El verano llena las costas, las ciudades, los pueblos, los bares y las terrazas con una plaga bíblica de adoradores del estío que buscan disfrutar de un merecido periodo de vacaciones. Ahora la oferta de ocio es tan amplia y variada que no existe excusa para guardarte tus míseros euros en el bolsillo en vez de gastártelos en una cena en la terraza de moda, o en el destino del que todo el mundo te habla, o en ese concierto que llevas meses esperando. Nada hay más lleno de propuestas que el verano. Porque hay que llenar las vacaciones con un sinfín de actividades, hacer esas cosas que no volverás a hacer los siguientes once meses, pero que te hacen sentir que tu descanso no es baldío ni monótono.

No importan los inconvenientes, la masificación, los atascos o las esperas con tal de poder hacer eso que llevas meses esperando, aquello por lo que has hecho tantos kilómetros esperando encontrar descanso y librarte al fin del estrés de tu vida diaria.

El verano es una época mágica, de largas noches e interminables conversaciones alrededor de una cerveza bien fría. Es una época que favorece el reencuentro y el tiempo que tan a menudo nos falta para hacer cosas tan simples como perder ese mismo tiempo en dormitar a las horas más calurosas del día. Y así, sin darnos cuenta, el verano ha terminado por convertirse en un negocio sin más, del que unos disfrutan y otros hacen su medio de vida. Una época en la que debes hacer algo, casi por imperativo legal, en la que debes planear tu viaje, tu estancia o tu alquiler veraniego, en la que debes llenar tu día desde la mañana a la noche, para volver y poder contar las glorias de tu cruzada en tierra infiel. ¿De qué si no vas a hablar cuando vuelvas a tu rutina y aún no haya empezado la liga de fútbol?

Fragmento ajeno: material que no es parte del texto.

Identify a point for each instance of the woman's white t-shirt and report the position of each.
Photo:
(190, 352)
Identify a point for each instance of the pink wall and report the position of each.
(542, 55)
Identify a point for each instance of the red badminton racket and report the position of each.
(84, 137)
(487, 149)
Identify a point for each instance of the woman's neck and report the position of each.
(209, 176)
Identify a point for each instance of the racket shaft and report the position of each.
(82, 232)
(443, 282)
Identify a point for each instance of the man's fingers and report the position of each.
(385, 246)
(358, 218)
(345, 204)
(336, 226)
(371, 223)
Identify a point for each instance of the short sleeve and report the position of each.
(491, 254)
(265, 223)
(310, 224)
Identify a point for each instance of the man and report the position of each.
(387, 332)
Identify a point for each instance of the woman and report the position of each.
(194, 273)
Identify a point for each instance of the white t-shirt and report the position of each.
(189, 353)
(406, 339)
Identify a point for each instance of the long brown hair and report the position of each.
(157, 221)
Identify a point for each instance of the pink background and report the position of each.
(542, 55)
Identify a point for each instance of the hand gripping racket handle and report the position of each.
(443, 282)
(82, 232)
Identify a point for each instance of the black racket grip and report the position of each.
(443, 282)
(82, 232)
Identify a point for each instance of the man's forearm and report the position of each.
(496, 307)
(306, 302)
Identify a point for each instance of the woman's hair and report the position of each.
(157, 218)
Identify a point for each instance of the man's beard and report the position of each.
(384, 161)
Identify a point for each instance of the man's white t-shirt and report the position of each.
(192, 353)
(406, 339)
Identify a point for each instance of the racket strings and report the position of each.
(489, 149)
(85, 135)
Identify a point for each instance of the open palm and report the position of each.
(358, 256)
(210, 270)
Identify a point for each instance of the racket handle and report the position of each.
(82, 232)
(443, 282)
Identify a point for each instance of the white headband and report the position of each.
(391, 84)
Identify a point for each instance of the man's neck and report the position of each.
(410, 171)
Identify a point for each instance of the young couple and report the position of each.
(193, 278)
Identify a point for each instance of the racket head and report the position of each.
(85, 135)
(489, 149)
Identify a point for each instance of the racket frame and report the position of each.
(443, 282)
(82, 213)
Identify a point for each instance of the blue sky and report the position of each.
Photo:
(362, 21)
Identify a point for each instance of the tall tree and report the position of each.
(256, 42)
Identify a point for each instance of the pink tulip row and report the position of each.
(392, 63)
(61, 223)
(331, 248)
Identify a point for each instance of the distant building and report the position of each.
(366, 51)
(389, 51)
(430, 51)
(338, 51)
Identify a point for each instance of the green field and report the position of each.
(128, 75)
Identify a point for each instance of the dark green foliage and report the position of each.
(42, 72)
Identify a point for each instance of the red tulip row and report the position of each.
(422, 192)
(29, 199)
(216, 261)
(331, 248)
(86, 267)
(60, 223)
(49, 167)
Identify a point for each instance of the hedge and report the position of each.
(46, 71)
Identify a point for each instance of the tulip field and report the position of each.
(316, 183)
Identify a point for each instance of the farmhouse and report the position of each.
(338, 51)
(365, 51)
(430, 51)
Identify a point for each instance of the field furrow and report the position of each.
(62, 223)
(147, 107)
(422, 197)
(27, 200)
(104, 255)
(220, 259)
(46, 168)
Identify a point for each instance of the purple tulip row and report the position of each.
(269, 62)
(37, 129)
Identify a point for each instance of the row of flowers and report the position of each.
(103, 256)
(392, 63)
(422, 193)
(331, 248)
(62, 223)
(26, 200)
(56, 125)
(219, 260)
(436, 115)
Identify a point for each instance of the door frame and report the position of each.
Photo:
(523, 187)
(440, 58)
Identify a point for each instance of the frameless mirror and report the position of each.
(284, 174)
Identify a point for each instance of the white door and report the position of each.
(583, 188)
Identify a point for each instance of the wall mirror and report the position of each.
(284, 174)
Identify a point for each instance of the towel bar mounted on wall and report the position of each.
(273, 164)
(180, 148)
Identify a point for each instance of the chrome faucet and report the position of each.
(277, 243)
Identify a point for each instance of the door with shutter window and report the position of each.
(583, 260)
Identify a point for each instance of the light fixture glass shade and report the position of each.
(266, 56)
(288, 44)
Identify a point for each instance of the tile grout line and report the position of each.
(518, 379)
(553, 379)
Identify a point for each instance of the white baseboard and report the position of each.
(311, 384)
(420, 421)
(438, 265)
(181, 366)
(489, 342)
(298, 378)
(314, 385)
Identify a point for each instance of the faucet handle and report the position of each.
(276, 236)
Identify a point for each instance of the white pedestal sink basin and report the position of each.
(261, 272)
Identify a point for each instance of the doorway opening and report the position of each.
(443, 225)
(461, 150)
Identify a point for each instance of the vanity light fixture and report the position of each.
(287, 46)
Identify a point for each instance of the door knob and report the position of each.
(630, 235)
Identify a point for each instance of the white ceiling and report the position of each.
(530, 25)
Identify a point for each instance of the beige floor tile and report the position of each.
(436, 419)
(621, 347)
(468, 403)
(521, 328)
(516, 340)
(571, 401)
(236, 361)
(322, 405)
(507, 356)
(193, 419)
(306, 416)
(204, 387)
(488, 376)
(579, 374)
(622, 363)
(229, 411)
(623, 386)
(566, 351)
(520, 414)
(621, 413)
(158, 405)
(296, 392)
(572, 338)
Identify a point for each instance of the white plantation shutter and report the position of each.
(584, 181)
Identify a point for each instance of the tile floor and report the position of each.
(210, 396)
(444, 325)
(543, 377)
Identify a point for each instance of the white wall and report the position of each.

 Nos hemos convertido en adoradores de la experiencia por el mero hecho de tener algo que contar, algo con lo que llenar la memoria de nuestros dispositivos móviles. Nada es más antisocial hoy en día que no poder relatar lo interesante que es tu vida, lo llena de experiencias y emociones con las que llenas tus fines de semana o tus vacaciones. Escapamos de nuestra miserable situación, hartos de permanecer en nuestro domicilio para ir a cualquier lugar remoto y distante y al llegar allí, descubrir que nuestro espíritu sigue preso de la misma angustia.

El verano tal y como lo entendemos hoy es un invento demasiado reciente. Pero incluso hoy en día mucha gente no puede permitirse el lujo de coger vacaciones, de procurarse un viaje o vivir una experiencia de las que te venden ya enlatadas. Mi padre jamás cogió vacaciones, no recuerdo que dejara de trabajar salvo tres días al año. Y con él tampoco su familia. Dicho así parece una tragedia, pero ni mucho menos. Mis veranos eran un verdadero no hacer nada. Acabado el colegio todos los niños de la barriada  nos adueñábamos de las calles y disfrutábamos nuestro tiempo de la mejor manera que sabíamos, disfrutándolo sin expectativas y sin ir más allá del presente. Se jugaba, se quedaba para ir a la piscina y volver andando, y por las noches, mientras nuestras madres charlaban hasta la madrugada sentadas al fresco, nosotros nos reuníamos en una esquina a beber cerveza, preludio de lo que se acabó llamando el botellón. No había más presión que la del robar el balón a tu compañero, ni más agobio que el que no te dejaran prestada una bici. No había catálogo de viajes que te vendiera países exóticos, pero quedabas con la pandilla para ir a ver a las niñas que vivían al otro lado de tu barrio. Los veranos eran la manera de parar un tiempo que a todos nos termina agarrando, el de las responsabilidades, del trabajo y la obligaciones, y que ahora, visto lo visto, no parece querernos soltar nunca, ni siquiera en verano. Cualquier momento debería ser bueno para parar y poder detenernos a no hacer nada, salvo contemplar. Y así, mientras las prisas se nos van de las venas y los agobios y los problemas se toman un respiro, podemos tal vez recordar aquellos veranos en que éramos capaces de disfrutar la vida sin tanto andamiaje ni tanta carga inútil. Cuando tu mundo era tan inmenso como la calle en la que jugabas.